- From: Brian Manthos <brianman@microsoft.com>
- Date: Tue, 26 Jul 2011 20:45:53 +0000
- To: Brad Kemper <brad.kemper@gmail.com>
- CC: www-style list <www-style@w3.org>
Brad: > I understood very little of what you describe above. > In any event, are you saying we should have a different > rendering in a future version of gradients than in what > this version ends up with once it makes it to REC? As you've phrased it, no. (1) The current rendering of corner-to-corner gradients is less appealing than the "reverse ratio" renderings that were discussed recently in the "Gradient Magic" thread. (2) My last mail provides an algorithm for producing the "reverse ratio" renderings (unless I messed it up). (3) There was discussion on Monday of moving corner-to-corner gradients out of the v3 module (and into the v4 module). (3a) If we choose to move them, I recommend we consider (2) for the preferred corner-to-corner gradient rendering. (3b) If we keep corner-to-corner gradients in v3 and the current rendering behavior stays through REC, then I withdraw my (2) proposal since it becomes a painful divergence in v4 which isn't worthwhile (unless we introduce a new magic/auto/whatever syntax). >> Regarding Brad's proposal "add 'from' keyword".An equally >> attractive and unattractive proposal is to add the 'to' keyword >> instead.
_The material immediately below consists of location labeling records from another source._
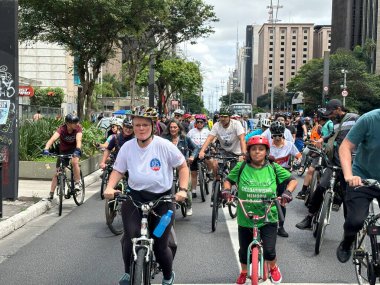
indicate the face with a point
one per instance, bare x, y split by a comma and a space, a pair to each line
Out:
142, 128
174, 129
257, 153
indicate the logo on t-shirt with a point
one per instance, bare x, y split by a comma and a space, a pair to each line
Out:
155, 164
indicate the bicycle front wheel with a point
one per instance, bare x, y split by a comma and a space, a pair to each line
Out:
323, 221
215, 205
255, 266
79, 195
140, 271
113, 217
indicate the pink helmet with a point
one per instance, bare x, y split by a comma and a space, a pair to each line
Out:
201, 117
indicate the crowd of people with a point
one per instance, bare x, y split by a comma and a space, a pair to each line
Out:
149, 146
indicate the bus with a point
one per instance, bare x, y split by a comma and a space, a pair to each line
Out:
241, 109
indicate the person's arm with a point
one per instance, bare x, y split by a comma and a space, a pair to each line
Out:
50, 142
345, 156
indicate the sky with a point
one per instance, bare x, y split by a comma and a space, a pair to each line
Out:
217, 53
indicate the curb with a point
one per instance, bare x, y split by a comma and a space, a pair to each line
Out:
17, 221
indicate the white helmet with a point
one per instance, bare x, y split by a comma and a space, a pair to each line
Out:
179, 111
265, 122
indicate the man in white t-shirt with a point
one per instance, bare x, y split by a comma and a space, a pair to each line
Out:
149, 160
230, 134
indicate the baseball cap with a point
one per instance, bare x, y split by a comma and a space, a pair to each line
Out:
331, 106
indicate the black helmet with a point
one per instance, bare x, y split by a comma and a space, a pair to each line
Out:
225, 112
277, 128
70, 118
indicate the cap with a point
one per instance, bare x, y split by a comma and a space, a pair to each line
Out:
332, 105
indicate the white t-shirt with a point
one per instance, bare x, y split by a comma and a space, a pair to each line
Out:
229, 137
149, 168
287, 134
198, 136
282, 154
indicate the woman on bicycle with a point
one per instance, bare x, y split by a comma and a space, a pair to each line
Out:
149, 160
176, 134
257, 180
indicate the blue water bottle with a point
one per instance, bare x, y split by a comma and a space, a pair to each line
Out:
164, 222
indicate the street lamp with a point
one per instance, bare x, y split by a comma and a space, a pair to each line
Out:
344, 86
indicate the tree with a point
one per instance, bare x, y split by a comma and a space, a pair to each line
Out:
88, 29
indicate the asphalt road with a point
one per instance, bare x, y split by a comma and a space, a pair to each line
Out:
78, 248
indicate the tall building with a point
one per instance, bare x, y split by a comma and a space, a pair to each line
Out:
283, 49
322, 40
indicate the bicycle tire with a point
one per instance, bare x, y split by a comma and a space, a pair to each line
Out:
201, 179
141, 269
61, 192
113, 217
79, 195
103, 186
322, 221
215, 206
232, 206
255, 266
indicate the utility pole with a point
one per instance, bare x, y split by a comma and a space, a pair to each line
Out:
273, 19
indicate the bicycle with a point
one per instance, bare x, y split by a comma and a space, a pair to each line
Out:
366, 250
143, 266
113, 210
257, 268
175, 189
224, 165
63, 180
106, 174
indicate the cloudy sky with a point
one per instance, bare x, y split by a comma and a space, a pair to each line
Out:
217, 53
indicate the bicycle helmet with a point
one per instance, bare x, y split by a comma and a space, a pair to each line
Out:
70, 118
179, 112
201, 117
256, 140
265, 123
277, 128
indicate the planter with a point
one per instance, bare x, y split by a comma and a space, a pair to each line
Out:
45, 171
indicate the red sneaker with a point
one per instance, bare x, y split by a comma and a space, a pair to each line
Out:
275, 275
242, 278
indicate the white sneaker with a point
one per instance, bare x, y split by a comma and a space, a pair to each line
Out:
189, 212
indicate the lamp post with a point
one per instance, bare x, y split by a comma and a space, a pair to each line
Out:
344, 86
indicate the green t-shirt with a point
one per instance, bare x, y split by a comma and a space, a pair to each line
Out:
257, 183
365, 134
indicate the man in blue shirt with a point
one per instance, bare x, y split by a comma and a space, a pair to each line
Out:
365, 137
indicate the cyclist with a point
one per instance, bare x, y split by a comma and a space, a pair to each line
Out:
344, 122
149, 160
280, 152
190, 150
259, 179
198, 136
117, 141
70, 138
365, 138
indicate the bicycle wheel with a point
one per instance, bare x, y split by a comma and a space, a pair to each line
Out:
201, 179
232, 206
113, 217
323, 221
215, 206
103, 186
255, 266
140, 271
79, 195
360, 258
61, 192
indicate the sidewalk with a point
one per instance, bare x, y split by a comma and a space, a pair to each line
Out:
31, 203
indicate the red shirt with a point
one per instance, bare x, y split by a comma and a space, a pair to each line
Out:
68, 141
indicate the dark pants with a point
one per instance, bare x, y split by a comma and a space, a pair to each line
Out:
132, 225
357, 203
268, 235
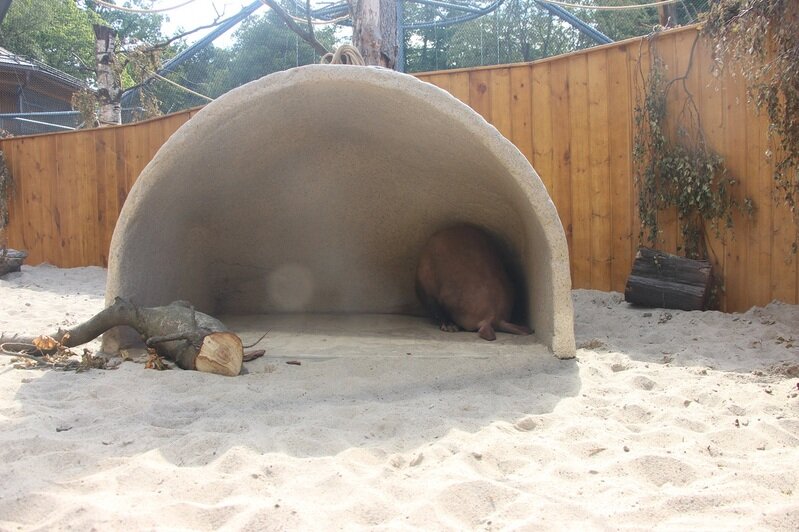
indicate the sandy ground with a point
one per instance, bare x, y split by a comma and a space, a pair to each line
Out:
666, 420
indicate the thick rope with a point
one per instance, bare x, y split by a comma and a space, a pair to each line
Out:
346, 54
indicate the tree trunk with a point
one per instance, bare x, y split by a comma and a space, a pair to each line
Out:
109, 91
374, 31
659, 279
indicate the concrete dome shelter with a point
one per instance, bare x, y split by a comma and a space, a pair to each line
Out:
311, 192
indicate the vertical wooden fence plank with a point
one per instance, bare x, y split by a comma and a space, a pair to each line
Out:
47, 167
663, 46
711, 111
561, 150
580, 175
739, 289
459, 86
499, 92
479, 97
541, 120
620, 109
520, 111
599, 171
762, 169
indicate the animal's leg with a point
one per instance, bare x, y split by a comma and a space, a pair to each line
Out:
505, 326
486, 332
438, 312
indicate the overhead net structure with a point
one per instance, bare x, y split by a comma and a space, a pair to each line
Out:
432, 34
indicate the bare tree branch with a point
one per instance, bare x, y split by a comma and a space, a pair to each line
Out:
293, 26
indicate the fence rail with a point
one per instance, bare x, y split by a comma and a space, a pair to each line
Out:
571, 116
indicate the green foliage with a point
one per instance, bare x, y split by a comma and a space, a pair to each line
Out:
679, 170
760, 39
518, 31
55, 32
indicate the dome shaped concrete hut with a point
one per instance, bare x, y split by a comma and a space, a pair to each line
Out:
313, 191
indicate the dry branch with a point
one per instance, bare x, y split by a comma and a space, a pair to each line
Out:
176, 331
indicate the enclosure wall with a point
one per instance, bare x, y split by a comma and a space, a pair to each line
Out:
572, 117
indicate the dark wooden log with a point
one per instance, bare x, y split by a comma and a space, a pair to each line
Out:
11, 260
660, 279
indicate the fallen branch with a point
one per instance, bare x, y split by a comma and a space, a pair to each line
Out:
191, 339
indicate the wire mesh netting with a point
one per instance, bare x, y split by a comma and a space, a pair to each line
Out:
37, 96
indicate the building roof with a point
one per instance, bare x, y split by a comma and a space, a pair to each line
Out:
11, 61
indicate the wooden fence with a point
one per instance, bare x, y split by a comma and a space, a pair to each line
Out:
572, 117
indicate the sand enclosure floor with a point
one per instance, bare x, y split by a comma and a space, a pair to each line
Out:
666, 420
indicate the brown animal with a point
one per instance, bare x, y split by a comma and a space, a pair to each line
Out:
462, 281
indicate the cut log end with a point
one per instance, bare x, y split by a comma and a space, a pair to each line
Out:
221, 353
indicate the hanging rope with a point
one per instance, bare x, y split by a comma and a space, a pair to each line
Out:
346, 54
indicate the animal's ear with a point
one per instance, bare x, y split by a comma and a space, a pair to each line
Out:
486, 332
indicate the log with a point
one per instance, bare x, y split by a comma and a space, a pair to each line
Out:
660, 279
191, 339
11, 260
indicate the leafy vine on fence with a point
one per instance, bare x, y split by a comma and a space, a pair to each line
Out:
678, 169
761, 38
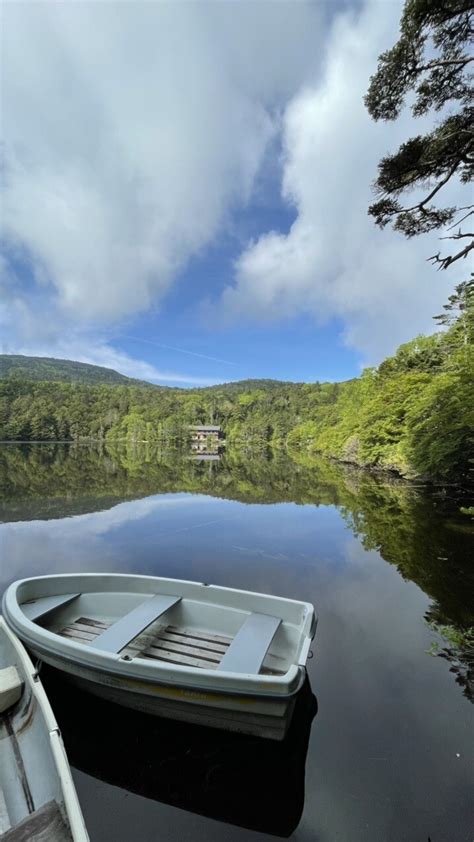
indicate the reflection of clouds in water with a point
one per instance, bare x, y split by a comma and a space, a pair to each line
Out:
79, 543
384, 740
382, 763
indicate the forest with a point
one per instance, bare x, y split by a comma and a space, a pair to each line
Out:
412, 415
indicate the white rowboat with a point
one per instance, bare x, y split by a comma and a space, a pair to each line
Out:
37, 796
187, 650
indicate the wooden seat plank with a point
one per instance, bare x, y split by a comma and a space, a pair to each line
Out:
247, 651
183, 660
119, 634
180, 648
200, 635
40, 607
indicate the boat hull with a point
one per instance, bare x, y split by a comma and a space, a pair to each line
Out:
256, 716
184, 650
36, 787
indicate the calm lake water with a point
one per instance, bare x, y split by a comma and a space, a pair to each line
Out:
382, 746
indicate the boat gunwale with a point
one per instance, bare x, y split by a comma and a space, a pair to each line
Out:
46, 644
29, 675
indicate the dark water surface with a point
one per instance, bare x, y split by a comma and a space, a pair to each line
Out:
388, 756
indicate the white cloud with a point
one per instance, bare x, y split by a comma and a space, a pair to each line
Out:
334, 262
132, 130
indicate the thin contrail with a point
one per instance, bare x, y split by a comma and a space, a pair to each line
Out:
179, 350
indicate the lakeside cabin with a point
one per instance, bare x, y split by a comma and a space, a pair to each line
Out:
205, 437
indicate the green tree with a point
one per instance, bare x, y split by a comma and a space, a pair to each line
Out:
432, 59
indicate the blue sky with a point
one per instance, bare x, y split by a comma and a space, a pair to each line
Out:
186, 190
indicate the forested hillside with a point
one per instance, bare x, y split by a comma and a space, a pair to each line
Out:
414, 414
21, 367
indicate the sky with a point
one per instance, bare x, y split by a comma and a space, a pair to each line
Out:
185, 191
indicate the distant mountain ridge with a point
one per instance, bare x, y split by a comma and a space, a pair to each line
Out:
22, 367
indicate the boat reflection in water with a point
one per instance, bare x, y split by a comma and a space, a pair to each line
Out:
246, 781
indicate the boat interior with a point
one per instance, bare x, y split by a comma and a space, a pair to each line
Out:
172, 629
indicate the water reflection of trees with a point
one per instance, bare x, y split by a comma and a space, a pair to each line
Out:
420, 531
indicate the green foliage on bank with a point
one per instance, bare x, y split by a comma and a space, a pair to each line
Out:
414, 414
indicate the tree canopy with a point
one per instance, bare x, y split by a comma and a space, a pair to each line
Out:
432, 60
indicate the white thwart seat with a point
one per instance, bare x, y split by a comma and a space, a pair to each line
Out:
11, 688
39, 607
249, 647
127, 628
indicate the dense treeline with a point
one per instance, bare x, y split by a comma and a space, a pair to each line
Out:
414, 414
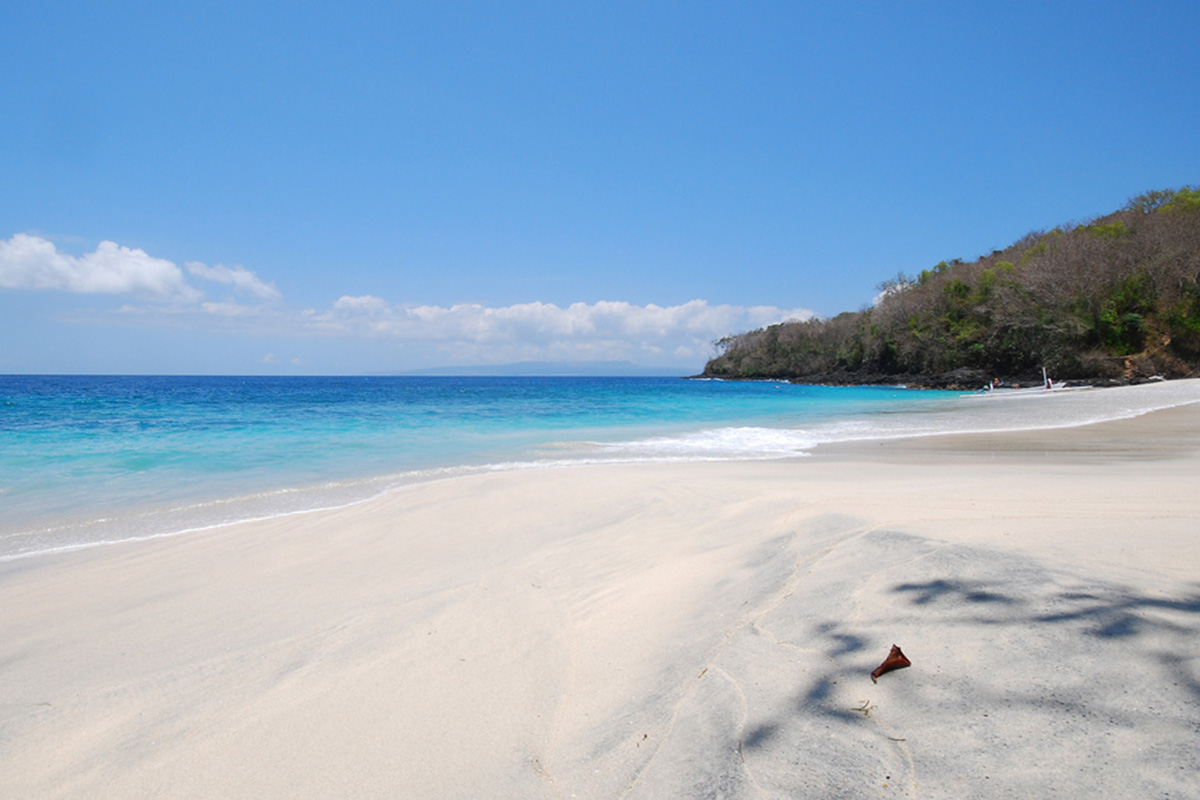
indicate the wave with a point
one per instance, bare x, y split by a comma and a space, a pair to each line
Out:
952, 415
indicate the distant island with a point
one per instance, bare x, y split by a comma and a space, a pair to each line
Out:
1113, 300
553, 370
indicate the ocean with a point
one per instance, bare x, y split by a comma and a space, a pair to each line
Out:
88, 461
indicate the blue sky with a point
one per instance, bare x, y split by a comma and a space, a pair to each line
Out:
304, 187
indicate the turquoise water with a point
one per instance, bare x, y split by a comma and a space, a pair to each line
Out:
89, 459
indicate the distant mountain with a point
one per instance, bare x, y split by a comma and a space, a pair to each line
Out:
558, 368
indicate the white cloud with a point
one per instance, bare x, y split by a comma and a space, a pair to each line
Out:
34, 263
239, 277
603, 330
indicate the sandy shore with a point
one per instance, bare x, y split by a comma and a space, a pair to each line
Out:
657, 631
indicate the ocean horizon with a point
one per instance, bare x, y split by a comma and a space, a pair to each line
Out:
94, 459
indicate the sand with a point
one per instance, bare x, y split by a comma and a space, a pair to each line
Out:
645, 631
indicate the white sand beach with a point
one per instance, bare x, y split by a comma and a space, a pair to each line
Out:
645, 631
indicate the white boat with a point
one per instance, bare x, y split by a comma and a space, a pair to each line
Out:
1048, 386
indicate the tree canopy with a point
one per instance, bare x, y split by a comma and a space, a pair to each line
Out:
1116, 298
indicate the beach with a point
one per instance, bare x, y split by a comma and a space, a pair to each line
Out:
645, 631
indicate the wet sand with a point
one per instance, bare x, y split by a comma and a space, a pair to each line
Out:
646, 631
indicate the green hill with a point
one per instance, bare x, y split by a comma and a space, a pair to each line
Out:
1114, 299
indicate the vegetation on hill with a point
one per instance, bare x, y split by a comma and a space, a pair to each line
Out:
1116, 298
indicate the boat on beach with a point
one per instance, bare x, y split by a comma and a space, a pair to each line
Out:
1048, 386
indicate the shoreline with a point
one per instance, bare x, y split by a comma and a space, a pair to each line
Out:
119, 527
645, 630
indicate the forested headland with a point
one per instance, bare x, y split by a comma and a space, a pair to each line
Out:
1113, 300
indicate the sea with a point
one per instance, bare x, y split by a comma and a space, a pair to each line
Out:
90, 461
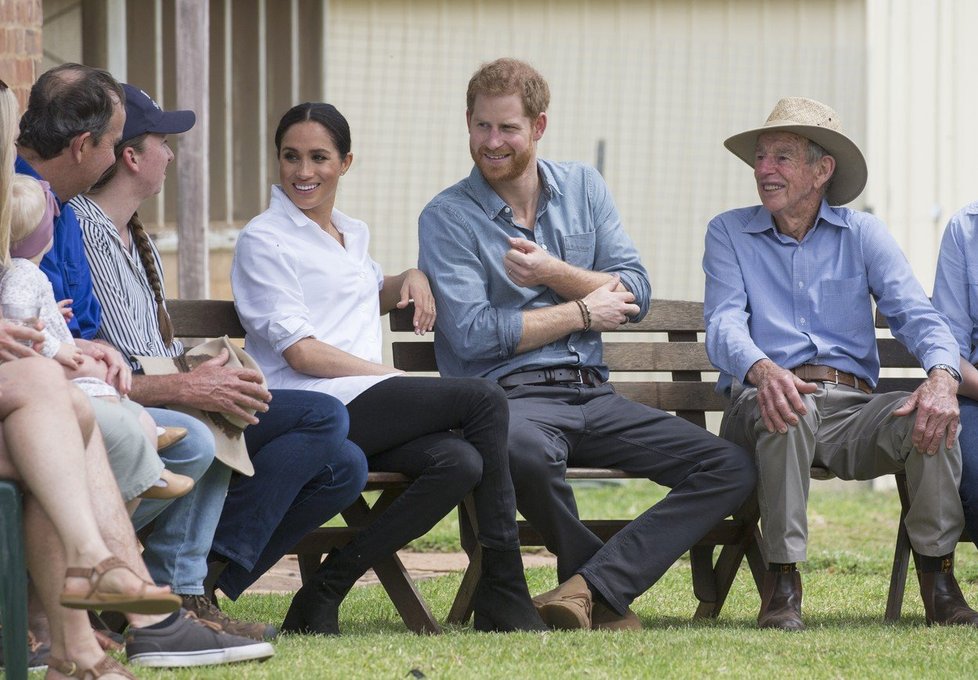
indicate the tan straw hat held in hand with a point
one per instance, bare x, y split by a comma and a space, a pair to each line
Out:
815, 121
228, 429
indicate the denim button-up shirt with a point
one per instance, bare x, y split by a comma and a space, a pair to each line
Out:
67, 269
956, 283
809, 302
464, 235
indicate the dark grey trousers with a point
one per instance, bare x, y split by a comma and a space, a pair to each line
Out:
552, 428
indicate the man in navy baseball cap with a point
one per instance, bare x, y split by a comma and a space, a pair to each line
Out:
144, 115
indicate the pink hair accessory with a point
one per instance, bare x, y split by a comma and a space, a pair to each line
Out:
35, 242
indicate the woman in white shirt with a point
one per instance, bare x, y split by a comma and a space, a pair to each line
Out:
310, 298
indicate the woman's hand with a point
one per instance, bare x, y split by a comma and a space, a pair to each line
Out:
414, 286
69, 356
13, 338
64, 306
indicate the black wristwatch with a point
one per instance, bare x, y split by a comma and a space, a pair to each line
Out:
950, 369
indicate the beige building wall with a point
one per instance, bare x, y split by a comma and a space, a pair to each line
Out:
659, 84
923, 141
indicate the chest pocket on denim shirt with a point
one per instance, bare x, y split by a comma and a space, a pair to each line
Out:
579, 249
845, 304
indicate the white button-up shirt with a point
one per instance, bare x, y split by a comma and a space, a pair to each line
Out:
291, 280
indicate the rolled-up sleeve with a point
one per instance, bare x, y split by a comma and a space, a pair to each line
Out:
952, 285
467, 321
615, 252
267, 293
728, 341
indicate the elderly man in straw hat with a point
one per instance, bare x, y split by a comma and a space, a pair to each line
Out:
789, 323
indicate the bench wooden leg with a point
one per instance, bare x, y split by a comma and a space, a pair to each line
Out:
390, 571
712, 583
393, 576
901, 557
468, 529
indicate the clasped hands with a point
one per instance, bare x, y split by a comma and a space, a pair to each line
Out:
528, 265
214, 386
I recommend against both approaches. > Why? It is a simple, clarifying change in existing keyword text > in a simple, usable model. I don't understand what you have > against it. If 'bottom left' was nearly good enough, but a little > ambiguous, then what do you have against adding a word to > clarify the meaning? It's verbose and cumbersome. Left(wards), right(wards), down(wards), up(wards) - single words that succinctly and clearly indicate a direction for the gradient vector. Using more words is just pollution. Using pairings of these two words is just as succinct and clear. Adding more words has additional cost and offers no additional value. As hinted in my previous mail, I suspect the whole problem probably stems from an original "looseness of language". If terms such "gradient vector" were used rather than "gradient line", the backwards notion of "keyword means starting point" probably would have been avoided in the before time.